Associate a data source or cluster

  1. Go to the DataStudio page.

    Log on to the DataWorks console. In the top navigation bar, select the desired region. In the left-side navigation pane, choose Data Development and Governance > Data Development. On the page that appears, select the desired workspace from the drop-down list and click Go to Data Development.

  2. In the left-side navigation pane, click Data Source. The Data Source page appears.

    If the Data Source module is not displayed in the left-side navigation pane, you must go to the Personal Settings tab and select Data Source in the DataStudio Modules section to allow the Data Source module to be displayed in the left-side navigation pane of the DataStudio page. For more information, see Configure settings in the DataStudio Modules section.

  3. Associate a data source or cluster.

    On the Data Source page, you can search for the desired data source or cluster by name and complete the association. After you associate the data source or cluster with DataStudio, you can read data from the data source or cluster based on the connection information and perform relevant data development operations.

    Note

    If data source information changes, but the data on the Data Source page is not updated in time, refresh the Data Source page to update the cached data.

    image.png

    • A data source or a cluster may fail to be associated with DataStudio in the following scenarios:

      • The configurations of the data sources or clusters of specific types do not support association with DataStudio. For example, you cannot associate a data source that is added by using an AccessKey pair with DataStudio. For more information about limits on the association, see the descriptions that are displayed in the DataWorks console when you associate a data source or a cluster with DataStudio.

      • The configurations in the development or production environment are missing.

      Note

      The reason why a data source or cluster cannot be associated with DataStudio varies based on the type of the data source or cluster. You can troubleshoot issues based on the reason that is displayed when you try to associate the data source or cluster with DataStudio.

    • Only the following types of data sources or clusters can be associated with DataStudio: MaxCompute, E-MapReduce (EMR), Hologres, AnalyticDB for MySQL, ClickHouse, Cloudera's Distribution Including Apache Hadoop (CDH), Cloudera Data Platform (CDP), and AnalyticDB for PostgreSQL.

    • The types and number of data sources or clusters that can be associated with DataStudio vary based on the DataWorks edition. For more information, see Feature comparison.

What to do next

After you associate data sources with DataStudio, you can perform the following operations based on your business requirements:

  • Develop and periodically schedule computing tasks.
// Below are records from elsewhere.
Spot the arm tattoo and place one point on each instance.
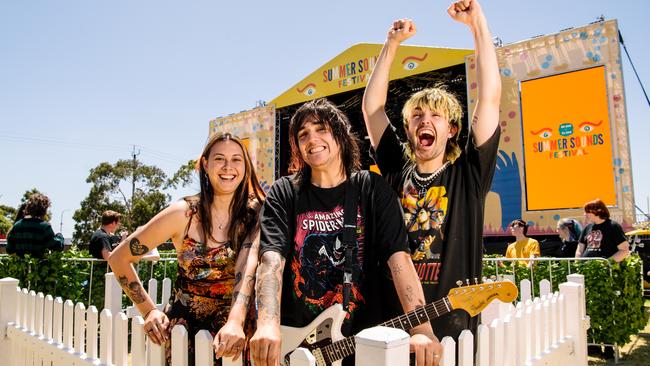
(409, 293)
(239, 298)
(250, 281)
(133, 289)
(474, 120)
(137, 249)
(249, 245)
(268, 300)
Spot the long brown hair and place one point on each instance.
(245, 204)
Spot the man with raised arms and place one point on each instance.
(442, 189)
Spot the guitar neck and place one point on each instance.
(345, 347)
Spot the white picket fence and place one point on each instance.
(40, 330)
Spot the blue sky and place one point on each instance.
(81, 82)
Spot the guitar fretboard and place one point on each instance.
(345, 347)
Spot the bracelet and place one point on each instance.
(148, 312)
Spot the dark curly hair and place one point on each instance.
(37, 205)
(337, 123)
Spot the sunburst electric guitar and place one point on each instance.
(323, 338)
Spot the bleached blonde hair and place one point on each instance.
(437, 99)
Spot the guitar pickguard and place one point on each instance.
(324, 330)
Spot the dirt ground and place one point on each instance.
(635, 353)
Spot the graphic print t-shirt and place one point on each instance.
(602, 240)
(444, 220)
(313, 272)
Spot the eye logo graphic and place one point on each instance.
(308, 90)
(566, 129)
(411, 63)
(544, 133)
(587, 126)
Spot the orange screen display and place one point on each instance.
(567, 140)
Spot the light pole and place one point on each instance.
(61, 223)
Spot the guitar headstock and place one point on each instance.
(474, 298)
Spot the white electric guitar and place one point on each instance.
(323, 338)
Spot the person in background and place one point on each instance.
(602, 237)
(569, 231)
(523, 247)
(104, 240)
(216, 237)
(32, 235)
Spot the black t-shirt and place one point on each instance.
(313, 272)
(602, 240)
(102, 240)
(444, 220)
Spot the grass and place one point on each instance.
(636, 352)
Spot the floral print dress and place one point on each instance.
(203, 291)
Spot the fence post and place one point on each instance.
(544, 288)
(68, 323)
(91, 332)
(80, 329)
(496, 343)
(166, 292)
(579, 279)
(466, 348)
(179, 345)
(483, 345)
(509, 336)
(302, 357)
(138, 347)
(121, 339)
(106, 337)
(382, 346)
(38, 325)
(203, 354)
(112, 293)
(152, 290)
(47, 317)
(525, 291)
(8, 309)
(575, 322)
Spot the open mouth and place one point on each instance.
(426, 138)
(316, 150)
(227, 177)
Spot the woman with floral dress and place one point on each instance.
(215, 234)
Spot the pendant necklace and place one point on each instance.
(219, 224)
(423, 183)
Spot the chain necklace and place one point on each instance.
(219, 224)
(423, 183)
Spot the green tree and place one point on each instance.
(136, 190)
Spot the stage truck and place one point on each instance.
(564, 136)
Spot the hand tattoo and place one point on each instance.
(137, 249)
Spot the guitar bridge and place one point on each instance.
(321, 332)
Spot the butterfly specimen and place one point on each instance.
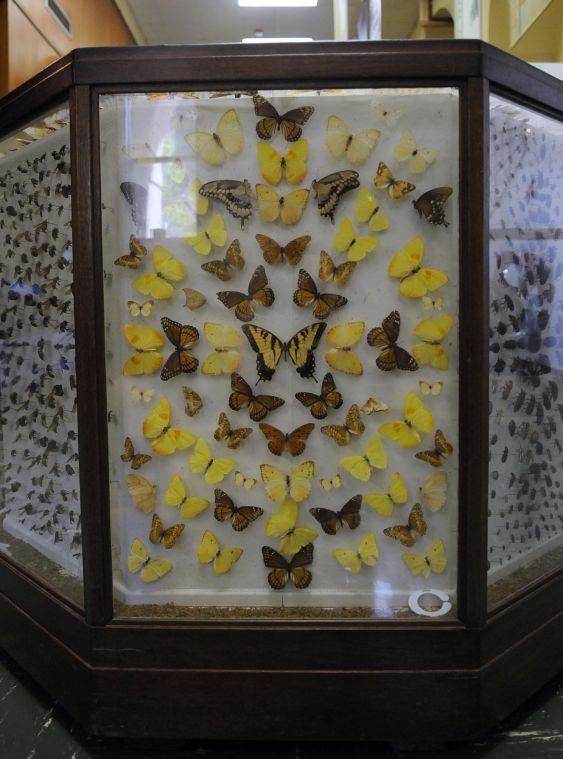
(136, 460)
(442, 450)
(240, 516)
(384, 180)
(227, 139)
(223, 558)
(142, 491)
(242, 396)
(226, 434)
(356, 147)
(341, 356)
(294, 162)
(139, 559)
(165, 439)
(178, 497)
(435, 560)
(407, 150)
(167, 536)
(294, 442)
(213, 470)
(236, 195)
(289, 124)
(168, 269)
(330, 189)
(341, 433)
(258, 291)
(146, 341)
(374, 456)
(406, 533)
(279, 485)
(232, 263)
(367, 553)
(415, 280)
(133, 259)
(433, 491)
(431, 205)
(385, 338)
(289, 208)
(383, 503)
(214, 234)
(269, 349)
(432, 331)
(346, 241)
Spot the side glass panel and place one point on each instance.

For more information, see DataStudio overview and Operation Center overview.

  • Perform data modeling operations that depend on data sources, such as model development and publishing. For more information, see Overview.

  • Manage data sources:

    • Specify a default data source: If multiple data sources of the same type exist, you can specify a default data source that is preferentially used in subsequent task development.

      Note

      If only one data source of a specific type exists, the data source is used as the default data source.

    • Disassociate data sources: You can disassociate a data source if the data source is no longer required for data modeling, data development, or task scheduling. After you disassociate the data source, relevant tasks may fail to be run.

    • Modify data sources: You can go to the data source management page to modify the information of a data source.